I watched him turn away from me and continue walking toward the bus where Kane had stepped off. He ran to his brother and hugged him around the waist.
Tears burned at the edges of my eyes. I had no reason to be rude to him, but my guard with guys like him was rusted in placeand wouldn’t come down. While Brian was an asshole, I still ventured toward men like him because of how they looked on the outside. The safety they made me feel because they seemed far from dangerous, and yet under Brian’s prestigious ensemble was a shitty human who treated people like they were disposable and expendable.
“Mom!” Cruz was in front of me, and the tears gathering in my eyes would give away that Archer had any impact on me at all, so I quickly swiped at them, with one hand hating that Archer was once again glaring at me while he walked Kane back toward his truck.
Kane waved at Cruz, and my son waved back. I was so mad at myself that I wanted to scream.
All I seemed to do was burrow in my little hole and kick people out. I’d removed anyone and everyone who felt dangerous or like they’d somehow disrupt what I had with my son. But what other options did I have?
I didn’t have the luxury of allowing men into my life who might not stay—or really anyone who could ever hurt us.

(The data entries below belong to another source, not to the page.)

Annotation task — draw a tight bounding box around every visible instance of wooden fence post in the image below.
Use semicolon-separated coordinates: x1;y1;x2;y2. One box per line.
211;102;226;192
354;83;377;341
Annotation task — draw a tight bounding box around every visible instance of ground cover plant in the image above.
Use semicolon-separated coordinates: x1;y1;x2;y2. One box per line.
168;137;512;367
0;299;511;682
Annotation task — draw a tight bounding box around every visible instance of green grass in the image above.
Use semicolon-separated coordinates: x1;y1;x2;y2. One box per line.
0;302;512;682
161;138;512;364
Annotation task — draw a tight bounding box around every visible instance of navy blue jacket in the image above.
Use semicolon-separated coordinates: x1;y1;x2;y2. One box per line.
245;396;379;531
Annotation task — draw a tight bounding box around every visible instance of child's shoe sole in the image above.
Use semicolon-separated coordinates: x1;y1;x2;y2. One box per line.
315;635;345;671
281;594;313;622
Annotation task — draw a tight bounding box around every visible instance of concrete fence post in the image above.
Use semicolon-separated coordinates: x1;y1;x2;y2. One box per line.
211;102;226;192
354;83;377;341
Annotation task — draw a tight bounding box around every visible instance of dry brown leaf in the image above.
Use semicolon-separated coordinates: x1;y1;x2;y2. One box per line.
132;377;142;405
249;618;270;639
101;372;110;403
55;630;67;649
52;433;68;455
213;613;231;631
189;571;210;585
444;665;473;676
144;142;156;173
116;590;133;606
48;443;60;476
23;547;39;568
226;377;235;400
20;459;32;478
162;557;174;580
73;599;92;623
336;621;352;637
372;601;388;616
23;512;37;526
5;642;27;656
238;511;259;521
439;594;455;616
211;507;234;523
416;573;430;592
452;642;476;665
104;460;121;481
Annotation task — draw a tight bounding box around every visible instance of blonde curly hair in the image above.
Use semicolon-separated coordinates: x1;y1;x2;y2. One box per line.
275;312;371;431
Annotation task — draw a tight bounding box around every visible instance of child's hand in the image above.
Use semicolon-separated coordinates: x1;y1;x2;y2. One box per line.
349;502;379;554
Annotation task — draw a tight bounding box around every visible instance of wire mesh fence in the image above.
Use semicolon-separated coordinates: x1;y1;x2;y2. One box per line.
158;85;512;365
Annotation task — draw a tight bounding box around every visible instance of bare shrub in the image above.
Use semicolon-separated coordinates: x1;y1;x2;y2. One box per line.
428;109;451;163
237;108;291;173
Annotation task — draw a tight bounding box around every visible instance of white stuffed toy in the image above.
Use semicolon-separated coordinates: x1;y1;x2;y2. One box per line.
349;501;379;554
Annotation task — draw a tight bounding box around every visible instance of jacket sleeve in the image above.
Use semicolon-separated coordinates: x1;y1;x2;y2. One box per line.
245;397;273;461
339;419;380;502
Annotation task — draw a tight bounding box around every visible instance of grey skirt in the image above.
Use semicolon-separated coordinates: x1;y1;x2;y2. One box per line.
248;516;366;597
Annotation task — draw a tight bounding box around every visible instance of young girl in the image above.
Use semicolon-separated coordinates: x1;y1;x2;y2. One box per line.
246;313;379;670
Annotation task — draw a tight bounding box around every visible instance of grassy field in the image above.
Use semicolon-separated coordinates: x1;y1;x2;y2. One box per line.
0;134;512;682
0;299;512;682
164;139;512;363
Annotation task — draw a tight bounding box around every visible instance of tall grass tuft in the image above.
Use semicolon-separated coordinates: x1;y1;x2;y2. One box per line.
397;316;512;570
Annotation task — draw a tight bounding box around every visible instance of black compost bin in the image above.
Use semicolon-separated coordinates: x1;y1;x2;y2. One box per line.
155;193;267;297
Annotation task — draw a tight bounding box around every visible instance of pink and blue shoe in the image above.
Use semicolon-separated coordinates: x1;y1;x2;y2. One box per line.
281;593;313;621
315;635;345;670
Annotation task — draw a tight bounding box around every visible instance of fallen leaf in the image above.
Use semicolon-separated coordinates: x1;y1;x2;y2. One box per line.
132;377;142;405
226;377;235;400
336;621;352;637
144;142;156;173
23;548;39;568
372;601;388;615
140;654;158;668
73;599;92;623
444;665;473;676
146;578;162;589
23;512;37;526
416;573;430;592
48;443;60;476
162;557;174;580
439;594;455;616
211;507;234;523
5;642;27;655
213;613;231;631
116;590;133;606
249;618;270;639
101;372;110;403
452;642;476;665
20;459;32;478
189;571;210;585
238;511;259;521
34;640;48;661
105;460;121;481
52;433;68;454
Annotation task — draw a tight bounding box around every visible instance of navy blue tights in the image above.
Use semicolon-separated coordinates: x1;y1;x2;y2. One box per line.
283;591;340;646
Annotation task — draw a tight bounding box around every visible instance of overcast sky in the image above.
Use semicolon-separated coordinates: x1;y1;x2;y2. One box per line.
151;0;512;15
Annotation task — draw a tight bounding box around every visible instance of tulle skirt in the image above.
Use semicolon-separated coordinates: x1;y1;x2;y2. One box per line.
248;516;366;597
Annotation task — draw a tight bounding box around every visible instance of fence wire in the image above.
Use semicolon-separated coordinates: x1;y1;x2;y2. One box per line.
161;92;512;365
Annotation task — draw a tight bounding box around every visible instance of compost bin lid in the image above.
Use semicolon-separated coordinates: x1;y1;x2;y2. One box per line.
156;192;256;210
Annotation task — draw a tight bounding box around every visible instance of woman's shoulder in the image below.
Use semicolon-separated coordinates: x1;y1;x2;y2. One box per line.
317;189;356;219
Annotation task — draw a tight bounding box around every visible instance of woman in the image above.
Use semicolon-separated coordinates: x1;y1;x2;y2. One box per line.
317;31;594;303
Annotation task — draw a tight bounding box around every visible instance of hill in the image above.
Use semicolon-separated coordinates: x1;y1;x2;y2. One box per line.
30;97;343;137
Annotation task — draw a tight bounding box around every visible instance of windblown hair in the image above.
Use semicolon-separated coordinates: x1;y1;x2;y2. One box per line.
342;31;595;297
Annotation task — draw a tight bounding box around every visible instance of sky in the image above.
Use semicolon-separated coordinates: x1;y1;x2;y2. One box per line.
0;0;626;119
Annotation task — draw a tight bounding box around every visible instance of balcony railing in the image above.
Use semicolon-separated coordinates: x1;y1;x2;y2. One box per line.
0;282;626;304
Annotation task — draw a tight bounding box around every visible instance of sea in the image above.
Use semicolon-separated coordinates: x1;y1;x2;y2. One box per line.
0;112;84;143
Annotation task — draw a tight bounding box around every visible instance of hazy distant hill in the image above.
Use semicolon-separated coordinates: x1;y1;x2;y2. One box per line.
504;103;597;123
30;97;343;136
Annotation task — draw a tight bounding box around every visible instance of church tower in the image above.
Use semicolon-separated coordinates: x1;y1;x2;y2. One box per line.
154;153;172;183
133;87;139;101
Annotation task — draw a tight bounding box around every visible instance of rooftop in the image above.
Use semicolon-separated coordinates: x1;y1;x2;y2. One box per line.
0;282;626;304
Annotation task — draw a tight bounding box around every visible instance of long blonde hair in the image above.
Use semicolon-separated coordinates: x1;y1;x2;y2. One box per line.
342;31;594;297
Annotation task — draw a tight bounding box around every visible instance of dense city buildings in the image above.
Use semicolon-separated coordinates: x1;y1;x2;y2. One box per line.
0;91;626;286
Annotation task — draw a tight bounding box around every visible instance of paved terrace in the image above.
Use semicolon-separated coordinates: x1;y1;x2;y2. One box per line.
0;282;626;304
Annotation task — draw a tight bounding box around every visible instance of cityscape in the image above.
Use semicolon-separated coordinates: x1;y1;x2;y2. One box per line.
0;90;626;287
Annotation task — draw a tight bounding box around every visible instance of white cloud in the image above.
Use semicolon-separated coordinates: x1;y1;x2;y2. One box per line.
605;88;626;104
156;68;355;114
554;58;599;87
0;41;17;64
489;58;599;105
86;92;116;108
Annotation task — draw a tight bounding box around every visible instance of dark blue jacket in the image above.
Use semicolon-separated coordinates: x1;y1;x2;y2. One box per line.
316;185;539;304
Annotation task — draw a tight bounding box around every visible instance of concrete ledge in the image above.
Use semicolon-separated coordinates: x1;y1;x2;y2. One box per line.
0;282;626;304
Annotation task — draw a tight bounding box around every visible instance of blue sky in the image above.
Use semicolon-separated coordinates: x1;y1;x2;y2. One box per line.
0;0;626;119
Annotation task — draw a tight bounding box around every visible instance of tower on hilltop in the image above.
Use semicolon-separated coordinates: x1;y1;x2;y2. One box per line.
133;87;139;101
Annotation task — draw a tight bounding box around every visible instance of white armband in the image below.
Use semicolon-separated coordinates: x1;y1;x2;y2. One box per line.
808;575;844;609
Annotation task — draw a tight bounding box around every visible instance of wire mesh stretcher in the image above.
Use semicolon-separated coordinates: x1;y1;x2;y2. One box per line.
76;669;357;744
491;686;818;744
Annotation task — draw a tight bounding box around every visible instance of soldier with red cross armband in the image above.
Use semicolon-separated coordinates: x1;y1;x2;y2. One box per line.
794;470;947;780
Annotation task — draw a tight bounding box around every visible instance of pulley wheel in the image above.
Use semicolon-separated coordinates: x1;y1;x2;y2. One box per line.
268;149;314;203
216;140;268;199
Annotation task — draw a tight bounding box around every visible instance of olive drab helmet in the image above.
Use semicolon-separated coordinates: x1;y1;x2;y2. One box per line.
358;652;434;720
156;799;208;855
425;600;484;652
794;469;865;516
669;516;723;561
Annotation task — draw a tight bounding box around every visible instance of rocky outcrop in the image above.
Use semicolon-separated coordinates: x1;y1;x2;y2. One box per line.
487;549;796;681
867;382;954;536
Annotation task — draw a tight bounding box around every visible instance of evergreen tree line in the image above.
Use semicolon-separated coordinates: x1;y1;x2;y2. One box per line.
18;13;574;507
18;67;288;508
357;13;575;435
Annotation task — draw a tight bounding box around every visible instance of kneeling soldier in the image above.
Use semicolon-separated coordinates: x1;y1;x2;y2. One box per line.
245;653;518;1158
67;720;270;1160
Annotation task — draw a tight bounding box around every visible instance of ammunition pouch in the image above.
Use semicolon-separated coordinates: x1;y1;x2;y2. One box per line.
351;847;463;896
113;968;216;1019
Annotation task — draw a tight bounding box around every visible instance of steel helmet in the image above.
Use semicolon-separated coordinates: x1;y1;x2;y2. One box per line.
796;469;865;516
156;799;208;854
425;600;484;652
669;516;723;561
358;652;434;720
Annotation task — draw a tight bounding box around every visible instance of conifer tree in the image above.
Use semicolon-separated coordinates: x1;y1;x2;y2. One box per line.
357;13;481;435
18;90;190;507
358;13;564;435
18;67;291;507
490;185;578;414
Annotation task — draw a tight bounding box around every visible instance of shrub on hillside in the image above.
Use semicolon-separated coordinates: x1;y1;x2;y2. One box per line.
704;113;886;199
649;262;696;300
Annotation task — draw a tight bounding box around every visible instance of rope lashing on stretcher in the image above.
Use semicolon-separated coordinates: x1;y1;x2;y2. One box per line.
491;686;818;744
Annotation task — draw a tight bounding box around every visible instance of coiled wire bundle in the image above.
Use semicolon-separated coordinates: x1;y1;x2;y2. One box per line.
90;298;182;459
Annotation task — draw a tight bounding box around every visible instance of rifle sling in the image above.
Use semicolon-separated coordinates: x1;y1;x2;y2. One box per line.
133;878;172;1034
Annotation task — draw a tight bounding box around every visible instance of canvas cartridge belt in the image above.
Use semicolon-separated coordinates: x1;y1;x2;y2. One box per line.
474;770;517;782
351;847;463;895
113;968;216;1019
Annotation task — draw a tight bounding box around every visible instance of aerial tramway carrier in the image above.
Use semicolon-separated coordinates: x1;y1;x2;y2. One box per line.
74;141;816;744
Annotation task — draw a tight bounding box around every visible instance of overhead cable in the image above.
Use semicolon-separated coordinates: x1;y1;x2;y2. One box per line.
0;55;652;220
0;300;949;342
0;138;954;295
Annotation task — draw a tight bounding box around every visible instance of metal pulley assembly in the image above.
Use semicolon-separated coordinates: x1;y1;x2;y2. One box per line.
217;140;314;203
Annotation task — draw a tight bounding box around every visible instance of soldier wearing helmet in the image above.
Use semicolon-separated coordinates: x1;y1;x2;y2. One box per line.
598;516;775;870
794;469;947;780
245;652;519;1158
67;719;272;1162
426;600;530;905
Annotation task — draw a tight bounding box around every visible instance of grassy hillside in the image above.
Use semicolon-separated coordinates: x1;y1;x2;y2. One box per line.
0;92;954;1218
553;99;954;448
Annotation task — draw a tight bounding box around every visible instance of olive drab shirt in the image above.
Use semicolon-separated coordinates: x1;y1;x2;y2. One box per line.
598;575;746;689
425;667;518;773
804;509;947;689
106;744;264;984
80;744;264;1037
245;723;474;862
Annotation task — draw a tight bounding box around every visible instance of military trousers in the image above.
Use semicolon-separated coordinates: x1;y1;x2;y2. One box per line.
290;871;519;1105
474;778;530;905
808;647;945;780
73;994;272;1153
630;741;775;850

Slowly, brick by brick, I closed my heart back up, hating that Archer had found a weakness inside it, and I swung my crutches so that I was moving back toward my house.
“Can I go play with Kane?” Cruz tilted his little face back, squinting at me.
My heart throbbed as I tried to verbally say the rejection sitting on my tongue.
Right as I was about to open my mouth, Archer looked over his shoulder and yelled,
“If Cruz wants to join us, we’re just going to be riding in front of the house…that way, his mom can keep an eye on him, too.”
So, he’d moved to not even addressing me.
Why did that even bother me? It wasn’t like I knew him.
Cruz looked back up at me and smiled. “Can I go?”
With one last glance at the frustrating man in front of me, I gave a warm smile to my kid.
“Yeah, of course.”
He ran ahead of me and joined his friend. Archer gave one last look over his shoulder as the three of them headed to his garage, and I veered toward my driveway, completely alone and aching in more places than just my sprained ankle.